Doppelrolle des Staates: Medien besitzen und Medien regulieren

Die MOM-Ergebnisse offenbaren zudem eine Schlüsselrolle des Staates im sri-lankischen Medienmarkt und einen Interessenkonflikt. Der Staat ist einer der führenden Medienbesitzer, der gleichzeitig als zentrale Regulierungsbehörde für Medien fungiert. Er betreibt vier Fernsehsender mittels zweier Unternehmen. Eines dieser Unternehmen, die Sri Lanka Rupavahini Corporation (SLRC), reguliert im Auftrag des Ministeriums für Finanzen und Massenmedien private Fernsehsender – und damit die Wettbewerber -  indem es die Lizenzen ausstellt. Die gleiche Aufgabe übernimmt das zweite Unternehmen, die Sri Lanka Broadcasting Corporation (SLBC), auf dem Radiomarkt. Grundlage dafür sind zwei Gesetze aus den Jahren 1982 und 1966. Eine unabhängige Regulierungsbehörde für Medien gibt es nicht.

Terrestrische Frequenzen für audiovisuelle Medien werden von der Telekommunikationsbehörde (TRC) verteilt. Sie steht unter direkter Aufsicht des sri-lankischen Präsidenten Maithripala Sirisena. Der amtierende Vorsitzende der TRC ist gleichzeitig ein enger Mitarbeiter des Präsidenten.

Informationen über Medienbesitzer veraltet oder unvollständig

Eine der größten Herausforderungen der MOM-Recherchen in Sri Lanka war der Zugang zu Informationen über Eigentümer. Medien sind nicht verpflichtet, ihre Besitzstrukturen etwa in ihren Zeitungen oder auf ihren Webseiten offenzulegen.

Zentrale Anlaufstelle während der Recherchen war das Unternehmensregister ROC, in dem Medienunternehmen registriert werden müssen. Zwar sind Informationen zur Besitzstruktur der Medienunternehmen hier zugänglich, die Daten einzusehen und zu ordnen hat jedoch viel Geld und Zeit gekostet. Viele der Unterlagen sind zudem unvollständig, nicht auf dem neuesten Stand und werden unter schlechten Bedingungen aufbewahrt. Das führt dazu, dass die zum Teil jahrzehntealten Dokumente, von denen es keine Kopien gibt, dem Verfall ausgesetzt sind.

Gewalt gegen Journalisten

Auf der aktuellen Rangliste der Pressefreiheit hat sich Sri Lanka im Vergleich zum Vorjahr um 10 Plätze verbessert und steht nun auf Rang 131 von 180 Staaten.

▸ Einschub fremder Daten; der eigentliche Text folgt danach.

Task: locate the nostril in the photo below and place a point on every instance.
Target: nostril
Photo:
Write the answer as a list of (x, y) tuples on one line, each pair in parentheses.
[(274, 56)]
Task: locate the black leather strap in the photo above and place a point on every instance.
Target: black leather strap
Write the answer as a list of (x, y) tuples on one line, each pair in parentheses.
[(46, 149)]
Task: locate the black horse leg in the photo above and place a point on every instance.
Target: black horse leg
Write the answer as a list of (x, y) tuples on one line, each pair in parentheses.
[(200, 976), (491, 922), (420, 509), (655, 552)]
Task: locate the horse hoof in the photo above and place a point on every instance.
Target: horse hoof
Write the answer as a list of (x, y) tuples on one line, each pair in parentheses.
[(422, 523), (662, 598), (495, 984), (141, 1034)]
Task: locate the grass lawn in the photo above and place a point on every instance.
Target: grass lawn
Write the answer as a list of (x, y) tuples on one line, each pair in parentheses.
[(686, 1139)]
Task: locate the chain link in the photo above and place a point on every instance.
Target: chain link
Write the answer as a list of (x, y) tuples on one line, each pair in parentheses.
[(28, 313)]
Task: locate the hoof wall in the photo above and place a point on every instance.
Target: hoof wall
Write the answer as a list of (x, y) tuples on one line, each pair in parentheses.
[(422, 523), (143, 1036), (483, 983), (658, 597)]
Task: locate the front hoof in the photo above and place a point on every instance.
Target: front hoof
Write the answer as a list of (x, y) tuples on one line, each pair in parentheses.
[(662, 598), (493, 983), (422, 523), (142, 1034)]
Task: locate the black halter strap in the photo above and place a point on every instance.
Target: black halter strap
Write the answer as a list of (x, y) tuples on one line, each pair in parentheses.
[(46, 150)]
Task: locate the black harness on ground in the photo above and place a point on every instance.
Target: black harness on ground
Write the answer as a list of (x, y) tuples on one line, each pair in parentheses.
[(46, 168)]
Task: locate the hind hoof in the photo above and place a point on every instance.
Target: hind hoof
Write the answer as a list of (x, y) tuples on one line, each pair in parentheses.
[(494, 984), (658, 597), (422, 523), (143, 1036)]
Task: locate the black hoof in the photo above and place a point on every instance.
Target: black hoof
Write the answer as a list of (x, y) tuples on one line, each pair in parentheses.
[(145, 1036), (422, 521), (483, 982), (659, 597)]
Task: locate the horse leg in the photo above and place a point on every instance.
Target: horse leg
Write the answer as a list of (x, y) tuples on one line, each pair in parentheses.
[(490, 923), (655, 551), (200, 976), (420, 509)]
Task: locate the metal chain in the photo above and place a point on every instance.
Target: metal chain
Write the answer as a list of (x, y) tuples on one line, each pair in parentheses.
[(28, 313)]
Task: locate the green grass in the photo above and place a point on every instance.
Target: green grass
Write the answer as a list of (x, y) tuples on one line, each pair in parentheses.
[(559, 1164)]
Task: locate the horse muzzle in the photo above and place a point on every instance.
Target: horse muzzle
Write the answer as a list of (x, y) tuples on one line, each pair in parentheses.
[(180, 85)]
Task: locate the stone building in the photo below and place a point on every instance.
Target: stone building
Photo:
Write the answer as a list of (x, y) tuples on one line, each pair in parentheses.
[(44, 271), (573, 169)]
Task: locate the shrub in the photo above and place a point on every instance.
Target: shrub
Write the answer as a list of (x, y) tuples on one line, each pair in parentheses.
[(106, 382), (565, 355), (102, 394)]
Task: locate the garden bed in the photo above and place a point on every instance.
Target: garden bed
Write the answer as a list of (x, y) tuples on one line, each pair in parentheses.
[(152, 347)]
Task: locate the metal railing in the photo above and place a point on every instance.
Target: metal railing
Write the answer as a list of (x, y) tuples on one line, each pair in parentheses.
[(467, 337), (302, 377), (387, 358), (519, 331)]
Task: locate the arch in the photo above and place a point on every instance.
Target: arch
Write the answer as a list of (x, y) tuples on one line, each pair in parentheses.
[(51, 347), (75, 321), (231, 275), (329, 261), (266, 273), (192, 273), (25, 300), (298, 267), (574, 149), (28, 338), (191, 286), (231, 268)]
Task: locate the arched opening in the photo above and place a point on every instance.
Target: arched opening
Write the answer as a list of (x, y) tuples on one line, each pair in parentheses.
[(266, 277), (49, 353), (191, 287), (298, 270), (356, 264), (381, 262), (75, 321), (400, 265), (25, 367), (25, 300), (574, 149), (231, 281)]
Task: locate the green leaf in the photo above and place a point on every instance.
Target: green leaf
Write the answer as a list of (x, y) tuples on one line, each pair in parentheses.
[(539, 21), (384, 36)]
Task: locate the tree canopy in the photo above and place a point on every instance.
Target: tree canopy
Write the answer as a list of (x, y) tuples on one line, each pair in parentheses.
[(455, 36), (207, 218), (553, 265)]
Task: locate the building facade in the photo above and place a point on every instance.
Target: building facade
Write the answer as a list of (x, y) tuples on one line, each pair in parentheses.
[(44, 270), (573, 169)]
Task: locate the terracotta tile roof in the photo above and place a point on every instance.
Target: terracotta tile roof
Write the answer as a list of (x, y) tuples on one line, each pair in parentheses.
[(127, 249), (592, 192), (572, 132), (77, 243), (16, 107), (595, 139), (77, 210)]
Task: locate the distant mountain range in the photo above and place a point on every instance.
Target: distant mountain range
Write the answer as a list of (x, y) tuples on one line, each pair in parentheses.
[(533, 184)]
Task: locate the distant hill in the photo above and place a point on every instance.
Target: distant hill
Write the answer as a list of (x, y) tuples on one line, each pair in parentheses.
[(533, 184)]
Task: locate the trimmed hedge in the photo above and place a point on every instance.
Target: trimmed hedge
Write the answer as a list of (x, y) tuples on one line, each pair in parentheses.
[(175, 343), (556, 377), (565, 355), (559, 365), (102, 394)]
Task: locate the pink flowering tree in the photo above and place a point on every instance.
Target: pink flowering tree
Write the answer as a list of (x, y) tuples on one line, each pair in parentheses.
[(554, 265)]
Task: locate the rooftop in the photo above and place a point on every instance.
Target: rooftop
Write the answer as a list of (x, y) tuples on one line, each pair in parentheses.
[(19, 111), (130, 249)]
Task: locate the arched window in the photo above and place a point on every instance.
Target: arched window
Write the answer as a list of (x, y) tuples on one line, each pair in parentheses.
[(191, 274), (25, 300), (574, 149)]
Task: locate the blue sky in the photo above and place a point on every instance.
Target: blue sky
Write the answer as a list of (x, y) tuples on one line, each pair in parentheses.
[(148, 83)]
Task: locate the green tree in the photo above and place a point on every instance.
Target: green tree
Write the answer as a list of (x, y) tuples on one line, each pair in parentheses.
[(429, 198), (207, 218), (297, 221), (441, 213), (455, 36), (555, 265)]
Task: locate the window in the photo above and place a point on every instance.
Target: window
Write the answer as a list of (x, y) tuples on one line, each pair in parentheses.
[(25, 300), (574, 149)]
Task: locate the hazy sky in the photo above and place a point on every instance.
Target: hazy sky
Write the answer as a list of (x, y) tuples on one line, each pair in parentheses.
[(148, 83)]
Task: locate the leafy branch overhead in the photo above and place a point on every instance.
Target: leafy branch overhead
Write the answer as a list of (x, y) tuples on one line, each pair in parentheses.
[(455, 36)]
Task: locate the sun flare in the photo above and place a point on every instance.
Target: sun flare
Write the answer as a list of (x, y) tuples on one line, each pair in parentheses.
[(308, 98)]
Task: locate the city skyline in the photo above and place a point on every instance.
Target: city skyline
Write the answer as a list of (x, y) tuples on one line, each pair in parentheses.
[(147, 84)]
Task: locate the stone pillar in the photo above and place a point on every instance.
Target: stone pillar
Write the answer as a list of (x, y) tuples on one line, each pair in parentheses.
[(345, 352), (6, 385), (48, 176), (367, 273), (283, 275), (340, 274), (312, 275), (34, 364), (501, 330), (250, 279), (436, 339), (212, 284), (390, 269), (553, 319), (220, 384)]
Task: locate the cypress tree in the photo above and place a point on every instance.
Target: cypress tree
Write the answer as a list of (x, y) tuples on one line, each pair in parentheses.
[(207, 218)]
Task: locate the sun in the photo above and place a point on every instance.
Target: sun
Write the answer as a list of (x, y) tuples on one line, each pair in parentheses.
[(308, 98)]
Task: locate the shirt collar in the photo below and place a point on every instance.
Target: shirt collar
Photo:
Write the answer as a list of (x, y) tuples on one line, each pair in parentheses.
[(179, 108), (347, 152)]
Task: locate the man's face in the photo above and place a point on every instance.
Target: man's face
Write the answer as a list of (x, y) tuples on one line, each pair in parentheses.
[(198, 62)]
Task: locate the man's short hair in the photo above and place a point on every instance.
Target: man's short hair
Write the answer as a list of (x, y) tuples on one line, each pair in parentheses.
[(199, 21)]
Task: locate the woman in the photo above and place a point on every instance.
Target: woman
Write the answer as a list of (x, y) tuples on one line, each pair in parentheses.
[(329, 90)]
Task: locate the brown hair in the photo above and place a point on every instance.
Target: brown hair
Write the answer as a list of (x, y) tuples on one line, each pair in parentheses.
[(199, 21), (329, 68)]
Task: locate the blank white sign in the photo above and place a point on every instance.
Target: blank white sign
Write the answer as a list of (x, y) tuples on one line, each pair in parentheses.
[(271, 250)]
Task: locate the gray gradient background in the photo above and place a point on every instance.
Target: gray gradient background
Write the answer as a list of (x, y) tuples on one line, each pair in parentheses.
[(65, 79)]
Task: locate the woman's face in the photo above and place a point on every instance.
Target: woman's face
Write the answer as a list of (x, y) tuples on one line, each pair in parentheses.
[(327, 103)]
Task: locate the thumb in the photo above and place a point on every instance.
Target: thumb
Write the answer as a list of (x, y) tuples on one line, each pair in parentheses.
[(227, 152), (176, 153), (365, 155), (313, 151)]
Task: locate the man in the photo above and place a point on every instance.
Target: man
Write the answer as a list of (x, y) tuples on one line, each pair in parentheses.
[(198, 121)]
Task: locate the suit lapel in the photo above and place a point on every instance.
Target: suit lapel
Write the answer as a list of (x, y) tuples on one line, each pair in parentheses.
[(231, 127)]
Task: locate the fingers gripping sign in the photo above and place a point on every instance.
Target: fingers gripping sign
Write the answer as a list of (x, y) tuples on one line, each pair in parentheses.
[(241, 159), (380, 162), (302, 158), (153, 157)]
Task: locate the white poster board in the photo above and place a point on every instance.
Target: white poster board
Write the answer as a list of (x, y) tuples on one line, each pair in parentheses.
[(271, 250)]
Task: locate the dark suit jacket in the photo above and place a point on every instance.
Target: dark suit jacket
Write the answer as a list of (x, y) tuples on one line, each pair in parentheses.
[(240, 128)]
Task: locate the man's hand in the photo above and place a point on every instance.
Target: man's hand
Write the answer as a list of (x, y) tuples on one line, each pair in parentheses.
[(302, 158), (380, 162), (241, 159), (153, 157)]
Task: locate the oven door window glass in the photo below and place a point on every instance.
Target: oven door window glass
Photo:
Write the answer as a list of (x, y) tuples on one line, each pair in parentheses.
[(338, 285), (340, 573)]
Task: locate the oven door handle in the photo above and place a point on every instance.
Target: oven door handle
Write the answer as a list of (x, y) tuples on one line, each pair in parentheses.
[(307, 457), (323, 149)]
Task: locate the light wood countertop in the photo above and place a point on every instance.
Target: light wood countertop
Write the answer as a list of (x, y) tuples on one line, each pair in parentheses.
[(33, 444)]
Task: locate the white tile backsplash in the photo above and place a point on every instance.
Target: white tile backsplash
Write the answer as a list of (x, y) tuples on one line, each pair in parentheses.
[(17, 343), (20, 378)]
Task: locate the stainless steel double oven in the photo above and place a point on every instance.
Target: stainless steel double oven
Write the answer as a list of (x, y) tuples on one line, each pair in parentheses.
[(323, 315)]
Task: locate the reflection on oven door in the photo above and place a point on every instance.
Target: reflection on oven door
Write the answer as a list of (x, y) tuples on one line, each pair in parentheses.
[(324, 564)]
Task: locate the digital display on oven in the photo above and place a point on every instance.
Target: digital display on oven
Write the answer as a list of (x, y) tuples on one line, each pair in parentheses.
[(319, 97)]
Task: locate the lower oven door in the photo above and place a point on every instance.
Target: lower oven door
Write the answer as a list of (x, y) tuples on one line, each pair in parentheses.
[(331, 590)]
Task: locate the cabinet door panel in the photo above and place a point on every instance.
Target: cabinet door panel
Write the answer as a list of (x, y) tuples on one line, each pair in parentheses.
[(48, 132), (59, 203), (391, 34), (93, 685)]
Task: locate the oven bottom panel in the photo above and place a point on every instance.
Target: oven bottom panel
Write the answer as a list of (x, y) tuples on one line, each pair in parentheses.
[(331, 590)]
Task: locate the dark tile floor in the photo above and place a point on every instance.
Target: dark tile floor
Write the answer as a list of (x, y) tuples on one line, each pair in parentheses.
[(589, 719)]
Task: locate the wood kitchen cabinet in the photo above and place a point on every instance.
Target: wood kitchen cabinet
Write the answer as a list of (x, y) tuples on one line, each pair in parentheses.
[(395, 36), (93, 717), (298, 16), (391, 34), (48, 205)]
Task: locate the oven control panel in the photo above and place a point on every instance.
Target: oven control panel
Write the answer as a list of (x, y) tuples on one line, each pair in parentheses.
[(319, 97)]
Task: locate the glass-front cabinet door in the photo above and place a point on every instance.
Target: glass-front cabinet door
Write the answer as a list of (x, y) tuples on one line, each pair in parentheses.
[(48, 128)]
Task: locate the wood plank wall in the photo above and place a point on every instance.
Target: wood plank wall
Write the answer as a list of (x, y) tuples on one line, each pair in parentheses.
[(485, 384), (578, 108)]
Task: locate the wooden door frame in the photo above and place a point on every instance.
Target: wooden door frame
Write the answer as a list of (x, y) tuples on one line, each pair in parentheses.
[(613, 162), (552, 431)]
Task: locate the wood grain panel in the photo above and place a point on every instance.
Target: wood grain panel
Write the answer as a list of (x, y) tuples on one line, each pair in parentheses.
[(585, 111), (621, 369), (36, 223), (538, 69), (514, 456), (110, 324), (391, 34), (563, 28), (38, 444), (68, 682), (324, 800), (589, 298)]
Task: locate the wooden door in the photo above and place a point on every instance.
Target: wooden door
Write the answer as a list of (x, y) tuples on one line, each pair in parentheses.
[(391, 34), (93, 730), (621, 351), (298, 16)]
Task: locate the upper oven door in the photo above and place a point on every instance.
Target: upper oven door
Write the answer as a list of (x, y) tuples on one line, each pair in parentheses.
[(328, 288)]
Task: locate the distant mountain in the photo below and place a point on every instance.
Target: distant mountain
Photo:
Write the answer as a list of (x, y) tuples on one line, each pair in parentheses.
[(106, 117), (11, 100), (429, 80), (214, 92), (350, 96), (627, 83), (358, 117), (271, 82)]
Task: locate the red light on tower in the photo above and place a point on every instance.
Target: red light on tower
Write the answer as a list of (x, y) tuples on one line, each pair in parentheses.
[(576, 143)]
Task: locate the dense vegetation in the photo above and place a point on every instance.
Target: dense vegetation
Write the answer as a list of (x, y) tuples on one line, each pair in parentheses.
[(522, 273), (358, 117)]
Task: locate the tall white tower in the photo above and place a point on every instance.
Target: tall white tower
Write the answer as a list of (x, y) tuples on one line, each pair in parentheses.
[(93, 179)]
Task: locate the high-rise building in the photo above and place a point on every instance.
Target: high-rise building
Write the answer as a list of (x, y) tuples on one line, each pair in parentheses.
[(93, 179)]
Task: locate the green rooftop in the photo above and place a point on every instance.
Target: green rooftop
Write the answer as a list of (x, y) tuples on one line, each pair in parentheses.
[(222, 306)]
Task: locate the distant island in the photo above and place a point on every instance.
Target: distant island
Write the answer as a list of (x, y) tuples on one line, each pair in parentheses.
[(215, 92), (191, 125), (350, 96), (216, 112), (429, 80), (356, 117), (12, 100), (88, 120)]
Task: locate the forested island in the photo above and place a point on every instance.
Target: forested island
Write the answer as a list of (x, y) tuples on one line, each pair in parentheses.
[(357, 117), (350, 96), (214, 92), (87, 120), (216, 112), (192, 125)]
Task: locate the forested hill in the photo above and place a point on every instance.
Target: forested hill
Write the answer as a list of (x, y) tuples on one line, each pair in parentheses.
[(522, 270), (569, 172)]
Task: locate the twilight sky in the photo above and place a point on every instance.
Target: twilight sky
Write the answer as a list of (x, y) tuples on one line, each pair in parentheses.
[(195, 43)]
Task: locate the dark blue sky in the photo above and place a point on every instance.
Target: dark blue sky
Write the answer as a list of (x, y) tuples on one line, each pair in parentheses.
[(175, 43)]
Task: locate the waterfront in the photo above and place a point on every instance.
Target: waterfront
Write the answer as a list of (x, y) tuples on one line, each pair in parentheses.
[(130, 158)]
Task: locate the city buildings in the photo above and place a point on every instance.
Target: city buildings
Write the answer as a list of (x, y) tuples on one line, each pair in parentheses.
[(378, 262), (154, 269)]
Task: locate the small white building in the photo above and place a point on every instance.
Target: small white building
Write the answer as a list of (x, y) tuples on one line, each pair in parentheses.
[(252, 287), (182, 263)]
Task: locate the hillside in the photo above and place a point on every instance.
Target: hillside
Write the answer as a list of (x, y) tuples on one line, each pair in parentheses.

Nach den Präsidentschaftswahlen im Januar 2015 kam eine neue Regierung an die Macht und löste Präsident Mahinda Rajapaksa ab, den Reporter ohne Grenzen auf die Liste der größten Feinde der Pressefreiheit weltweit gesetzt hatte. Während seiner Amtszeit war Gewalt gegen Journalisten weit verbreitet. Zwischen 2004 und 2015 wurden mehr als 20 Medienschaffende wegen ihrer Arbeit getötet. Seit dem Machtwechsel 2015 sind die gewalttätigen Übergriffe gegen Journalisten zurückgegangen, jedoch sind viele der früheren Journalistenmorde bisher ungestraft geblieben.

Der Media Ownership Monitor – Ein globales Rechercheinstrument

Der Media Ownership Monitor ist ein internationales Projekt von Reporter ohne Grenzen, das mit Mitteln des Bundesministeriums für wirtschaftliche Zusammenarbeit und Entwicklung umgesetzt wird. Gemeinsam mit lokalen Partnerorganisationen wurde er seit 2015 in Albanien, Brasilien, Ghana, Kambodscha, Kolumbien, Marokko, Mexiko, Peru, Serbien, Tunesien, auf den Philippinen, in der Mongolei, der Türkei und der Ukraine durchgeführt. Neben Sri Lanka werden in diesem Jahr auch die Medienbesitzstrukturen in Ägypten, Libanon, Pakistan und Tansania untersucht. Die ROG-Partnerorganisation im Sri Lanka, Verité Research, ist ein unabhängiger Think Tank, der strategische Analysen in den Bereichen Wirtschaft, Medien, Recht und Politik in ganz Asien durchführt.